Data Description#
Let's explore users, terms, tags, features, and notes – essential tools for enriching bioacoustic research. Controlled vocabularies (terms), categorical tags, numerical features, and free-form notes provide deeper context and insights into your research objects. User information ensures proper attribution for everyone involved.
Users#
Bioacoustic analysis often involves collaboration between data collectors, annotators, reviewers, administrators, developers, and researchers. To acknowledge contributions, soundevent introduces a Users data schema, storing basic information about each individual. The User object can optionally include name, email, username and institution. It's crucial to respect privacy and ensure individuals are comfortable sharing this information.

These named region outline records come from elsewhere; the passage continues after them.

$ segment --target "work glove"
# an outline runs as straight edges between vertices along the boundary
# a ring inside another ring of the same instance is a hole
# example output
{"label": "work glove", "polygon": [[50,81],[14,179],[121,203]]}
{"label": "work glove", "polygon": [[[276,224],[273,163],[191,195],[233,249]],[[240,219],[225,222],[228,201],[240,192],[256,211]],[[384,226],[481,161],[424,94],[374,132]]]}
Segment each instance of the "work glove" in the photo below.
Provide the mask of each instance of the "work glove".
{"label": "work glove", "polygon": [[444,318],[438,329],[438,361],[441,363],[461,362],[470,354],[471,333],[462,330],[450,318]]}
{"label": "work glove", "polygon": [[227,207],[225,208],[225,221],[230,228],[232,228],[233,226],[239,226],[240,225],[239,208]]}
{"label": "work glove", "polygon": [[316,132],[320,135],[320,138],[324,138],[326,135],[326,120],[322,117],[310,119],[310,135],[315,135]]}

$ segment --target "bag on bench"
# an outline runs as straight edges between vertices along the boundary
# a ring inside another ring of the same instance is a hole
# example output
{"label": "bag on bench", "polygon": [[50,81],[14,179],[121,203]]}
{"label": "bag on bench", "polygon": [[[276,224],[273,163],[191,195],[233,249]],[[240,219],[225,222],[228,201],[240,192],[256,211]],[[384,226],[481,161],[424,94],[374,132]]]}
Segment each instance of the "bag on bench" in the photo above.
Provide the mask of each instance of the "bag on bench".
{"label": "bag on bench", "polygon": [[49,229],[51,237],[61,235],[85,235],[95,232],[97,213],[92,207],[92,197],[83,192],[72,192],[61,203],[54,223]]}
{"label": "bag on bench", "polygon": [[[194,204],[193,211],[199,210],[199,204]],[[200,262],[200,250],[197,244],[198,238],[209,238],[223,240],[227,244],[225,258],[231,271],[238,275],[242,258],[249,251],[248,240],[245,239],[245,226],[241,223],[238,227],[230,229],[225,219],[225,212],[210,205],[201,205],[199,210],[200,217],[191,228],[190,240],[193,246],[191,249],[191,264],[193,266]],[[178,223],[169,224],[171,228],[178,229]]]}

If concerns remain, User objects can be omitted entirely.
erDiagram
User {
UUID uuid
string name
string email
string username
string institution
}
Terms#
Terms ensure everyone's on the same page. Inconsistent naming like "species" vs. "Species" wastes time. Terms provide a controlled vocabulary for common properties used in annotations and descriptions.
We've selected terms from established vocabularies like Darwin Core and Audiovisual Core, aligning your work with best practices. Take a look here for the terms defined in soundevent.
Tags#
Tags are informative labels within the soundevent
package.
They add meaning to recordings, clips, or sound events, helping organize and contextualize data.
A Tag has two parts: a term and a value. The term acts as a namespace, refining the Tag's meaning and context.
erDiagram
Tag {
string value
}
Term
Tag ||--o| Term: term
You have the flexibility to use a term or not. We strongly recommend it, but it's not mandatory. This adaptability allows you to tailor Tags to your specific project needs.
What is a namespace?
Taken from the Wikipedia article on namespaces:
a namespace is a set of signs (names) that are used to identify and refer to objects of various kinds. A namespace ensures that all of a given set of objects have unique names so that they can be easily identified.
[...]
namespaces are typically employed for the purpose of grouping symbols and identifiers around a particular functionality and to avoid name collisions between multiple identifiers that share the same name
Features#
Features are numerical descriptions. They can include measurements from environmental sensors, attributes of sound-producing individuals, or even abstract features extracted by deep learning models. Features enable comparison, visualization, outlier identification, understanding characteristic distributions, and statistical analysis.
A Feature consists of a Term and a numerical value.
erDiagram
Feature {
float value
}
Term
Feature ||--o| Term: term
Notes#
[Notes] are free-form textual additions, facilitating communication and providing context. They can convey information, enable discussions, or flag data issues.
Notes can have any length and include the note's creator and time of creation. Notes can also be marked as issues to highlight points needing review.
erDiagram
Note {
UUID uuid
string message
datetime created_on
bool is_issue
}
User
Note ||--o| User: created_by